Activate customer profiles via databases

Learn how to synchronize customer profiles with a database for activation.

View as Markdown

Krenalis makes it easy to sync customer profiles from your data warehouse to a database table. By connecting an external database, you can keep every customer profile up to date—no manual exports or scripts required.

How it works

  1. Choose where to sync. Pick a table in your database. Krenalis supports PostgreSQL, MySQL, ClickHouse, and Snowflake.
  2. Select your audience. Decide which customer profiles should stay up to date.
  3. Map the data. Match each property from your Customer Model to the columns in your table using Visual Mapping, JavaScript, or Python.
  4. Set the schedule. Choose how often Krenalis should run the synchronization.
  5. Keep it fresh. Krenalis automatically updates your table, adding new rows whenever new profiles appear.

The result: your database always mirrors your customer data, ready for activation in any tool you connect next.

Steps

1. Connect a database table

  1. Go to the Destinations page of your Krenalis workspace.
  2. Click on Add a new destination ⊕ and click on the card corresponding to your database.
  3. Click on Add destination ...

Enter the connection details for the database. You can then specify which destination table, within the database defined here, should be synchronized. It is recommended to use a user account with access restricted solely to the specified database and, if possible, only to the table or tables that will be synchronized.

PostgreSQL

Field Description
Host Hostname or IP address of the database.
Port Port used to connect (default is 5432).
Username Username for authentication.
Password Password associated with the username.
Database name Name of the database.
Schema Name of the schema within the database.

MySQL

Field Description
Host Hostname or IP address of the database.
Port Port used to connect (default is 3306).
Username Username for authentication.
Password Password associated with the username.
Database name Name of the database.

ClickHouse

Field Description
Host Hostname or IP address of the database.
Port Port of the native ClickHouse protocol. (9000 default; 9440 with TLS).
Username Username for authentication.
Password Password associated with the username.
Database name Name of the database.

Snowflake

Field Description
Account Identifier Account ID of the Snowflake warehouse in the form <orgname>-<account>.
User Name Username used to authenticate with Snowflake.
Password Password associated with the provided user name.
Role Role that will be used for accessing the data in Snowflake.
Database Name of the database.
Schema Name of the schema within the database.
Warehouse Name of the virtual warehouse to execute the query.

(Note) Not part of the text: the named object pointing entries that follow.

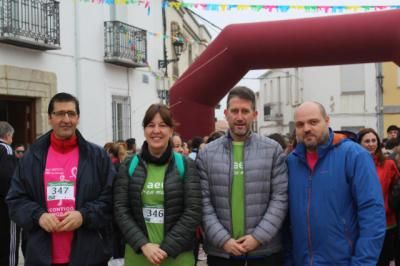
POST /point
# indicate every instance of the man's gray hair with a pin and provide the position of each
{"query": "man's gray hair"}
(5, 129)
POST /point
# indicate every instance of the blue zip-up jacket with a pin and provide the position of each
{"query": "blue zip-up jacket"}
(337, 216)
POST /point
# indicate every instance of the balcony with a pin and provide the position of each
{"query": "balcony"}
(124, 45)
(33, 24)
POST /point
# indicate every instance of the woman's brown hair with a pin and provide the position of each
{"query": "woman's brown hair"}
(161, 109)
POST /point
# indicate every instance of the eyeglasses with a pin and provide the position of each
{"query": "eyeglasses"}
(61, 114)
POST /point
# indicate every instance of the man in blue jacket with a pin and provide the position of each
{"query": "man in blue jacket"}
(61, 194)
(335, 201)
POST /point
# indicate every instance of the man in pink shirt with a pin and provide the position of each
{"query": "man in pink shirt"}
(61, 193)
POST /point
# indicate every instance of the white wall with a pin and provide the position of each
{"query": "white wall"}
(324, 85)
(80, 68)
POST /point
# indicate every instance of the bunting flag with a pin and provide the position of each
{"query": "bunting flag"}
(280, 8)
(255, 8)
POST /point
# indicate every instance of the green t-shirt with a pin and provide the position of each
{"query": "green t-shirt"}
(238, 195)
(153, 213)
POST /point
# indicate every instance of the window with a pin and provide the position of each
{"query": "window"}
(121, 117)
(352, 78)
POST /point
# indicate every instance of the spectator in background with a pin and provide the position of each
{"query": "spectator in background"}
(185, 147)
(387, 174)
(215, 135)
(389, 146)
(392, 132)
(8, 229)
(19, 150)
(195, 147)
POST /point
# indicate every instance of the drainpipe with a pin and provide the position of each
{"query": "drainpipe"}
(164, 18)
(77, 54)
(379, 98)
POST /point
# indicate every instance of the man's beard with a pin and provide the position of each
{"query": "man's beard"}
(314, 146)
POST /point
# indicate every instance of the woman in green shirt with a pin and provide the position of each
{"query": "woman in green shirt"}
(157, 199)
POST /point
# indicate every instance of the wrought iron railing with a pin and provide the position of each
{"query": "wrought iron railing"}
(30, 23)
(124, 44)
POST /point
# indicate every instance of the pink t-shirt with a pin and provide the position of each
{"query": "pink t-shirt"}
(60, 193)
(312, 158)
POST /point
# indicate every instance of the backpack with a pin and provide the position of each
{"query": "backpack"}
(394, 196)
(179, 163)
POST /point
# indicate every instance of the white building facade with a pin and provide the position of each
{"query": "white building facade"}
(348, 92)
(106, 55)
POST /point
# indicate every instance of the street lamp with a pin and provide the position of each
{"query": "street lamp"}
(178, 48)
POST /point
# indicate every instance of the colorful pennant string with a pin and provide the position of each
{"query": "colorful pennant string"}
(256, 8)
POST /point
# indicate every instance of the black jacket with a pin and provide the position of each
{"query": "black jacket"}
(7, 166)
(26, 200)
(179, 221)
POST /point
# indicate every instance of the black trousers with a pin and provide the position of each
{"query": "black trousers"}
(9, 239)
(272, 260)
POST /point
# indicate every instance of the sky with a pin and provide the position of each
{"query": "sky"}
(224, 18)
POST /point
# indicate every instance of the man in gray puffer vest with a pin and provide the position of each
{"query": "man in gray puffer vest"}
(244, 186)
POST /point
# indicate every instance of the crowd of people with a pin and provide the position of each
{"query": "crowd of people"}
(320, 197)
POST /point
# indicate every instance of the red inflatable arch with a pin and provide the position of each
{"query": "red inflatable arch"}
(333, 40)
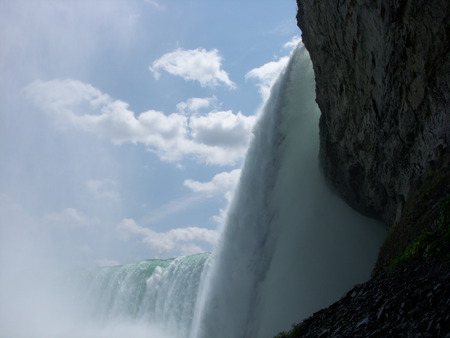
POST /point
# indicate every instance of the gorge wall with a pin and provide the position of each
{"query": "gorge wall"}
(382, 73)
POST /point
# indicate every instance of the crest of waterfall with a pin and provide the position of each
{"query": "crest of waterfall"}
(157, 293)
(289, 247)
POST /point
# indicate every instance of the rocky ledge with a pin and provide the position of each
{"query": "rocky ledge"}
(382, 83)
(414, 301)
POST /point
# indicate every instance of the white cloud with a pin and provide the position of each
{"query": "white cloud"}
(103, 189)
(222, 183)
(267, 74)
(293, 42)
(222, 129)
(193, 105)
(195, 64)
(155, 4)
(176, 241)
(217, 138)
(106, 262)
(69, 218)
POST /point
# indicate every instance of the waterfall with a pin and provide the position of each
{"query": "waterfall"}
(289, 247)
(153, 294)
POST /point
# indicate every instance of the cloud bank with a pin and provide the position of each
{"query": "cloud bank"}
(194, 65)
(180, 241)
(219, 137)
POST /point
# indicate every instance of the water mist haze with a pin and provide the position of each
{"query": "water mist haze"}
(288, 246)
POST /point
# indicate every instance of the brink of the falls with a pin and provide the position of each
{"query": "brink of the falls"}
(289, 247)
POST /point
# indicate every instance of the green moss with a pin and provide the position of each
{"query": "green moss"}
(421, 231)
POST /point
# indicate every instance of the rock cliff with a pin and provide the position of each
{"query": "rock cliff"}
(382, 82)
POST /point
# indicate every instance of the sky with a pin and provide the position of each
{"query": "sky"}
(124, 124)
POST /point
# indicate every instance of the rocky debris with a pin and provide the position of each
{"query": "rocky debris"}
(412, 302)
(382, 82)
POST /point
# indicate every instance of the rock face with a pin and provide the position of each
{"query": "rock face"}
(413, 302)
(382, 83)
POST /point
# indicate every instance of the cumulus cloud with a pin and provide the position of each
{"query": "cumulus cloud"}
(222, 183)
(267, 74)
(194, 104)
(291, 44)
(176, 241)
(195, 65)
(69, 218)
(103, 189)
(106, 262)
(217, 138)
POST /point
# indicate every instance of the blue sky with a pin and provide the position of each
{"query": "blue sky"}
(123, 124)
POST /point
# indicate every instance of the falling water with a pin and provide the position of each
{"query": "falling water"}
(289, 246)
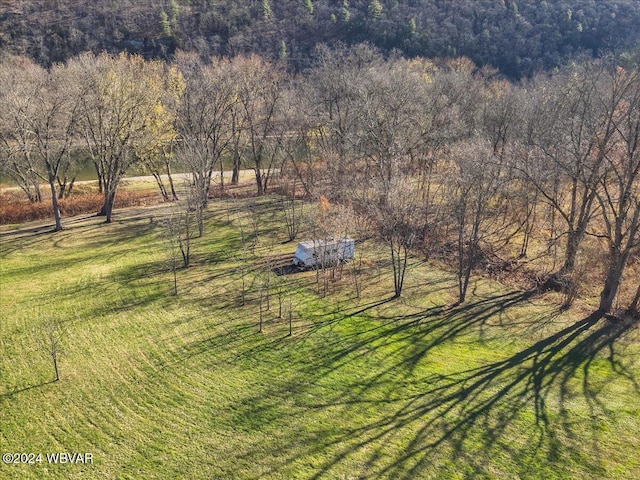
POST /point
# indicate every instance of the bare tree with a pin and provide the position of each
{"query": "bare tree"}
(122, 114)
(260, 89)
(572, 127)
(399, 225)
(17, 102)
(619, 195)
(477, 177)
(205, 121)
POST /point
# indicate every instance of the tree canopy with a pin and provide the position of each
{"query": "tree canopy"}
(516, 37)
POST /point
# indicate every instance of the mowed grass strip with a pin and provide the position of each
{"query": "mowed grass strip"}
(158, 386)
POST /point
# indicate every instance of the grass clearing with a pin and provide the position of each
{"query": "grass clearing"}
(158, 386)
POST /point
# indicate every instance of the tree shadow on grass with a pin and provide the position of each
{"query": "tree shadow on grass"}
(9, 395)
(484, 404)
(521, 407)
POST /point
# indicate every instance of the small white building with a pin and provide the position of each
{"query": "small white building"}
(324, 252)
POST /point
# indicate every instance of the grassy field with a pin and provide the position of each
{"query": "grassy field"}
(156, 386)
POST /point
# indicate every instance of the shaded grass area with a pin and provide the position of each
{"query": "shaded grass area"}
(157, 386)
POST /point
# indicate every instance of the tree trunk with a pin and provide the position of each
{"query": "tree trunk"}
(107, 207)
(171, 185)
(259, 181)
(54, 204)
(574, 239)
(617, 262)
(633, 308)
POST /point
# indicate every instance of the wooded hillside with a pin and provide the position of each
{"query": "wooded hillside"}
(516, 37)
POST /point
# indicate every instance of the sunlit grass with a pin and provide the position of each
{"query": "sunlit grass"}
(158, 386)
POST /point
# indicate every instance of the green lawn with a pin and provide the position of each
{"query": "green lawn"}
(158, 386)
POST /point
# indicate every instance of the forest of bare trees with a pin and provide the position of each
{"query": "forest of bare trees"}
(538, 180)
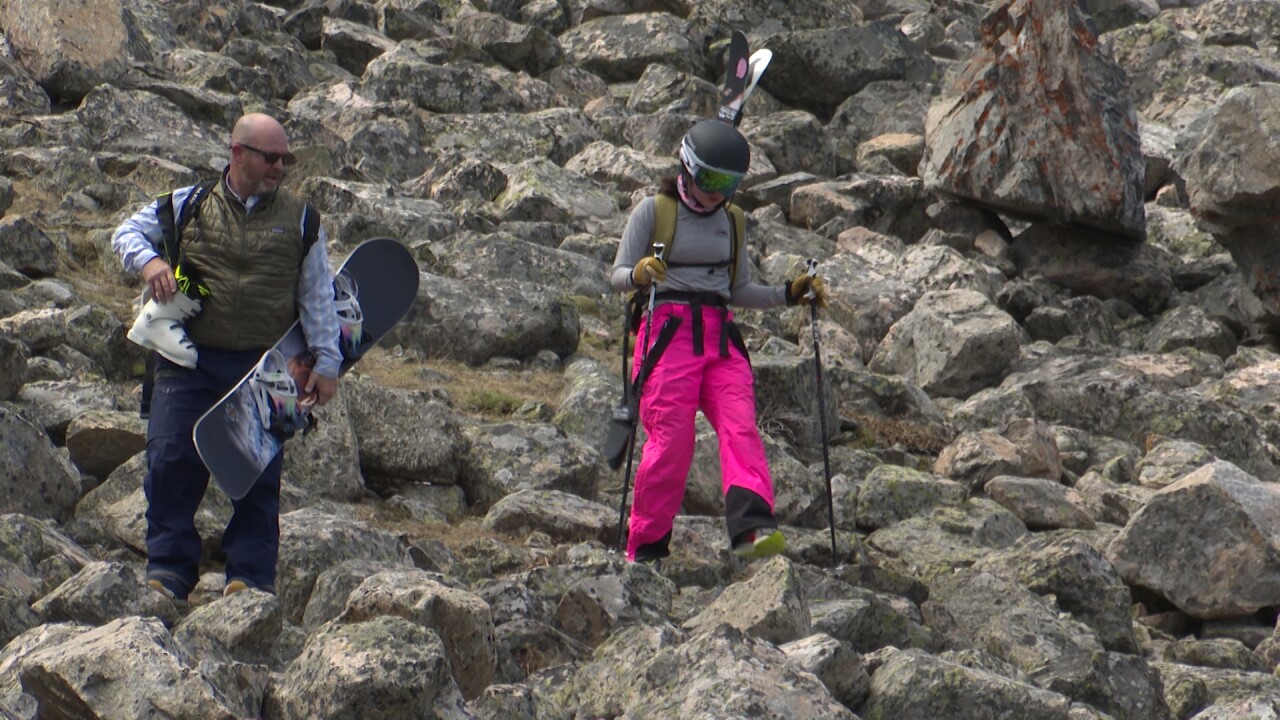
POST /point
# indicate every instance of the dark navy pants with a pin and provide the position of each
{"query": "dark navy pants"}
(177, 481)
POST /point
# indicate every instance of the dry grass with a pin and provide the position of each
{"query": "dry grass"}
(483, 393)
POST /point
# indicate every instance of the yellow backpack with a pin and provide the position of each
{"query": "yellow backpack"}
(664, 231)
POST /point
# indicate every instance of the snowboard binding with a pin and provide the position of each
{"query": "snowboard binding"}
(275, 393)
(352, 340)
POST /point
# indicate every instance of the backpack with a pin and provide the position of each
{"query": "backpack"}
(172, 223)
(666, 209)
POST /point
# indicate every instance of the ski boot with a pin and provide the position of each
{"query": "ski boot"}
(351, 319)
(277, 397)
(159, 327)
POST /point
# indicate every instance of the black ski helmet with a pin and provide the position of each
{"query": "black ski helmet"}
(716, 145)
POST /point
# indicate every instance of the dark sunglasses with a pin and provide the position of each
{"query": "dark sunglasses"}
(272, 158)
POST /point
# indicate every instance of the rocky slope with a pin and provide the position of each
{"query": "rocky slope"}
(1051, 361)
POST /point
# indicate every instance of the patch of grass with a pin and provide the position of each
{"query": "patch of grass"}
(479, 392)
(490, 402)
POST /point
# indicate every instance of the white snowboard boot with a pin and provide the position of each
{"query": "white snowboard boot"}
(159, 327)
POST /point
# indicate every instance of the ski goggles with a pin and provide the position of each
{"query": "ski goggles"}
(705, 177)
(709, 180)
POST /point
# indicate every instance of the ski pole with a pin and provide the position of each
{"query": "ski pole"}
(658, 249)
(822, 406)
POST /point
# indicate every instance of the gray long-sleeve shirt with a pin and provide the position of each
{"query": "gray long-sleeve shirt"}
(704, 241)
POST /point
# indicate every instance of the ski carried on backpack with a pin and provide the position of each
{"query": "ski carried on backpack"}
(757, 64)
(243, 432)
(736, 72)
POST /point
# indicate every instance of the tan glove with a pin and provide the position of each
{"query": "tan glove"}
(648, 270)
(798, 291)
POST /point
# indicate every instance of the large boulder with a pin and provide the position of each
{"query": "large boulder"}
(1040, 122)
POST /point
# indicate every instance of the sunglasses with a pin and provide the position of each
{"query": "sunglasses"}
(717, 181)
(272, 158)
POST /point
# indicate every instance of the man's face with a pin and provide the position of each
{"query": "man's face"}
(261, 163)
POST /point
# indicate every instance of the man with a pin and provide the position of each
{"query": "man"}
(247, 253)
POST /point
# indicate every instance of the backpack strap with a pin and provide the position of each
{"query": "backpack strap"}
(173, 223)
(310, 228)
(663, 222)
(737, 231)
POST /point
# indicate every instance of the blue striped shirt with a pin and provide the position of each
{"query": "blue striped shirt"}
(138, 240)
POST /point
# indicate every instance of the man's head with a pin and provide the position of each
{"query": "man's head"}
(260, 150)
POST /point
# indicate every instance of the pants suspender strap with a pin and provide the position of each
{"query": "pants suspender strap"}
(650, 359)
(695, 309)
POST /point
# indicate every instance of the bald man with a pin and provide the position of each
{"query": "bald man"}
(247, 268)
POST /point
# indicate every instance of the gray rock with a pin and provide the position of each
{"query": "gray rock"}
(126, 668)
(506, 458)
(449, 319)
(71, 57)
(952, 343)
(312, 541)
(385, 666)
(563, 516)
(972, 153)
(1197, 578)
(39, 478)
(914, 686)
(101, 592)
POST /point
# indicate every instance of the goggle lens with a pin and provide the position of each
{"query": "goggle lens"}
(716, 181)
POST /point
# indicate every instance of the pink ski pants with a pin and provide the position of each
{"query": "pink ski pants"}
(681, 383)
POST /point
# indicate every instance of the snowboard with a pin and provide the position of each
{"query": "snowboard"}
(240, 436)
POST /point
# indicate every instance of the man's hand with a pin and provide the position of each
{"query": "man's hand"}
(320, 387)
(159, 277)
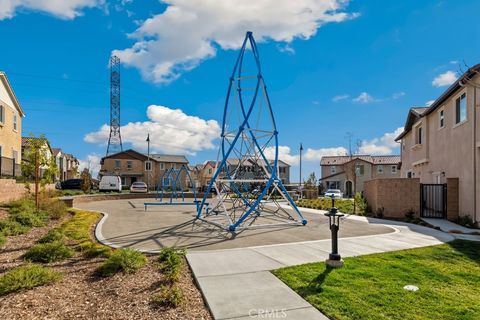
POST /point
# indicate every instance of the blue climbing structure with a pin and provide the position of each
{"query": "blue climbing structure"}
(247, 185)
(171, 190)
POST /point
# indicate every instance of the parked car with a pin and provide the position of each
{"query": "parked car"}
(71, 184)
(110, 183)
(334, 193)
(139, 187)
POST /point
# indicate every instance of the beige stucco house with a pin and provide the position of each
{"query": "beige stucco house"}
(11, 115)
(134, 166)
(443, 141)
(349, 173)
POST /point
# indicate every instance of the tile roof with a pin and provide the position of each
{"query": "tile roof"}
(339, 160)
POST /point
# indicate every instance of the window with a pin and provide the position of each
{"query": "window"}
(418, 135)
(360, 169)
(148, 166)
(166, 181)
(461, 109)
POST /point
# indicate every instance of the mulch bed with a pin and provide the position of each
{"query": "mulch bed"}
(81, 295)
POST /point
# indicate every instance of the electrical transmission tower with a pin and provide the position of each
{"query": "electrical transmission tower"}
(115, 140)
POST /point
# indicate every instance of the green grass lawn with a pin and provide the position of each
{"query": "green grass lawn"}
(371, 287)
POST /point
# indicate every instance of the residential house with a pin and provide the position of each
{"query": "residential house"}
(443, 141)
(11, 114)
(72, 166)
(46, 149)
(348, 173)
(134, 166)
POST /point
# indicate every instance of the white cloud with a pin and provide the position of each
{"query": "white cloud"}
(284, 154)
(340, 97)
(398, 95)
(64, 9)
(363, 98)
(384, 145)
(92, 163)
(171, 131)
(188, 32)
(445, 79)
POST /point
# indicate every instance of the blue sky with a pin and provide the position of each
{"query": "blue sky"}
(357, 69)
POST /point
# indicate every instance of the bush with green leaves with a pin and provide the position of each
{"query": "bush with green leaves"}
(12, 228)
(169, 297)
(52, 236)
(2, 239)
(170, 262)
(126, 260)
(27, 277)
(48, 252)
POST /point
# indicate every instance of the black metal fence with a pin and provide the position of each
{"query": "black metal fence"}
(433, 200)
(8, 168)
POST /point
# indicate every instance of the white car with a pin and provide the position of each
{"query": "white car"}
(334, 193)
(140, 187)
(110, 183)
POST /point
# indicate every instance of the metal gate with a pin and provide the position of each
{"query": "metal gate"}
(433, 201)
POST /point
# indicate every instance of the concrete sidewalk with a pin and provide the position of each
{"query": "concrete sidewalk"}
(237, 284)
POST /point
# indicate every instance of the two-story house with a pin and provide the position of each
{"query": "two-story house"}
(443, 141)
(349, 173)
(133, 166)
(11, 115)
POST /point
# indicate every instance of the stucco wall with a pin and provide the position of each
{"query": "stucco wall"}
(396, 196)
(11, 190)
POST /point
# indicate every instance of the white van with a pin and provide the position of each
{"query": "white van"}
(110, 183)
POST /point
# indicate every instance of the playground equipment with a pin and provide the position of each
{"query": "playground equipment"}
(171, 180)
(247, 181)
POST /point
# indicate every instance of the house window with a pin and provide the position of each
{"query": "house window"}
(418, 135)
(360, 169)
(461, 109)
(441, 118)
(166, 181)
(148, 166)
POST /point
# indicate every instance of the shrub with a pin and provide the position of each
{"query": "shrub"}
(52, 236)
(55, 208)
(2, 239)
(126, 260)
(12, 228)
(48, 252)
(169, 297)
(27, 277)
(170, 262)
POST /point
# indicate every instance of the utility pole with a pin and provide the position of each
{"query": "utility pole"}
(301, 149)
(149, 167)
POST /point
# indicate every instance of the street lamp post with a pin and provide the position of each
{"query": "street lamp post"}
(334, 259)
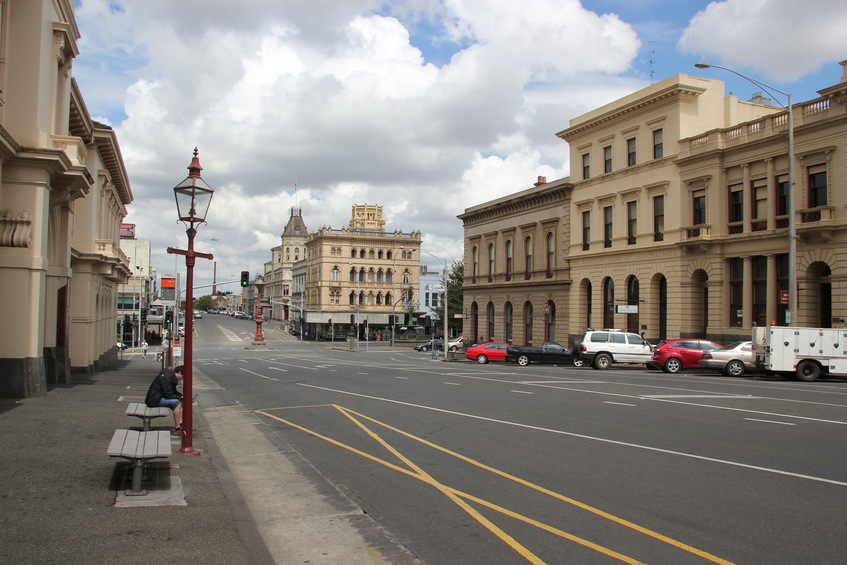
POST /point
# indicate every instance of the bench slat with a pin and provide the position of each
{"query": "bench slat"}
(132, 444)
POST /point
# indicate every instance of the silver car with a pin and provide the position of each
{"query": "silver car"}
(732, 360)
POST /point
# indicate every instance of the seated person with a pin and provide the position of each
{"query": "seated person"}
(163, 392)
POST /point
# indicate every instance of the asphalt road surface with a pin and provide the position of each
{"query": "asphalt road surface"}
(499, 464)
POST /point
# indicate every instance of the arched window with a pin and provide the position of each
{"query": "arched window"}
(551, 254)
(527, 314)
(608, 303)
(509, 264)
(507, 322)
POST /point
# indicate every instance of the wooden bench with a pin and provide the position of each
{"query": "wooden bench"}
(139, 447)
(146, 413)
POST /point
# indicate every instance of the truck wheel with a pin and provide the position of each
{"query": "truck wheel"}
(734, 368)
(602, 361)
(672, 365)
(808, 371)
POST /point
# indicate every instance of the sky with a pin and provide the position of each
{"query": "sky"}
(425, 107)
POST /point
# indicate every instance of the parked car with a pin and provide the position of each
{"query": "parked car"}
(731, 360)
(549, 352)
(452, 345)
(601, 348)
(674, 355)
(485, 352)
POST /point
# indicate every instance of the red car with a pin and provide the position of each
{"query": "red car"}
(674, 355)
(485, 352)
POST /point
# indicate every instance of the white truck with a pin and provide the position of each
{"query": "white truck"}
(804, 353)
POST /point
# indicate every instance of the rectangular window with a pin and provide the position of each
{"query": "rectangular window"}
(659, 218)
(658, 145)
(631, 222)
(817, 187)
(736, 203)
(699, 205)
(736, 291)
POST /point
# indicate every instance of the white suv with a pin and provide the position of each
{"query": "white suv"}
(601, 348)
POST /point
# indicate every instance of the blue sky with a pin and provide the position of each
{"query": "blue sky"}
(426, 107)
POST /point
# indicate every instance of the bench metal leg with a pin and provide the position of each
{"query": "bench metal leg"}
(137, 478)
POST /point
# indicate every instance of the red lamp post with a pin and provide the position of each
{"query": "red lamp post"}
(193, 197)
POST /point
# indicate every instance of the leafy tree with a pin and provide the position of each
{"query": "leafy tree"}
(203, 303)
(455, 297)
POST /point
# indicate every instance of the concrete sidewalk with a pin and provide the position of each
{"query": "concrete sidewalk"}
(248, 498)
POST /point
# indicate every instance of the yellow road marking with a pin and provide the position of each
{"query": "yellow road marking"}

Before clicking Add, you can test the connection by clicking Test connection. The connection you just created is a destination connection. You can access it later by clicking Destination section in the sidebar.

2. Add a pipeline to export profiles

In the new connection for PostgreSQL, click Add pipeline... next to the Export users pipeline.

Add pipeline

Each pipeline tells Krenalis which data to send and how to structure it in the target table. This makes it possible to maintain different sync rules or export subsets of data to multiple tables.

3. Filter profiles

If you don't want to synchronize all profiles with the database table, use filters to select which profiles to export. Only profiles that match the filter conditions will be exported. If no filters are set, all profiles will be exported. For more information on how to use filters, see the Filters documentation.

Filter

4. Specify the destination table

Enter the name of the table to synchronize, the table must already exist, and click on Confirm.

Table name

5. Select the matching column

Select the column in your table that will be used for matching. Krenalis uses this column to match profiles during synchronization. If a row with the same key already exists, it is updated. If no matching row is found, a new row is created.

Table key

The key column ensures that data stays consistent and prevents duplicate entries. Choose a column that contains a unique, stable identifier—for example, a customer ID, user ID, or email address. Avoid columns that can change over time, such as names or phone numbers.

6. Transformation

Use the Transformation section to decide how customer data is written into your table. You can visually map fields from the Customer Model to columns, or use JavaScript and Python for more advanced logic (for example, formatting dates or combining multiple properties).

Well-defined transformations ensure your exported data matches the structure and conventions of your database.

Transformation

7. Save your changes

When you're done, click Add (or Save if you're editing an existing pipeline). The new pipeline will appear in the connection page.

Pipelines

Once saved, the new pipeline appears in the pipelines list for PostgreSQL. From here, you can monitor export, adjust filters, and manage transformations. Each pipeline defines how and when profiles flow from your warehouse to PostgreSQL.

With a single PostgreSQL connection, you can create multiple export pipelines to sync data with different tables in the same database, or with the same table using different Customer Model mappings.

Pipeline to export profiles
Column Description
Pipeline Name and description of the export pipeline.
Filters Conditions used to select which profiles are exported. If not set, all profiles are included.
Enable Switch to activate or deactivate the export pipeline. When disabled, the pipeline will not run, even if a schedule is defined.
Run now Run the export immediately, one time only. Available only when the pipeline is enabled.
Schedule Frequency of automatic exports. You can also run the export manually at any time.
Manage Edit settings such as filter, table name, key column, and transformation.
⋮ (More) Additional options, such as deleting the pipeline.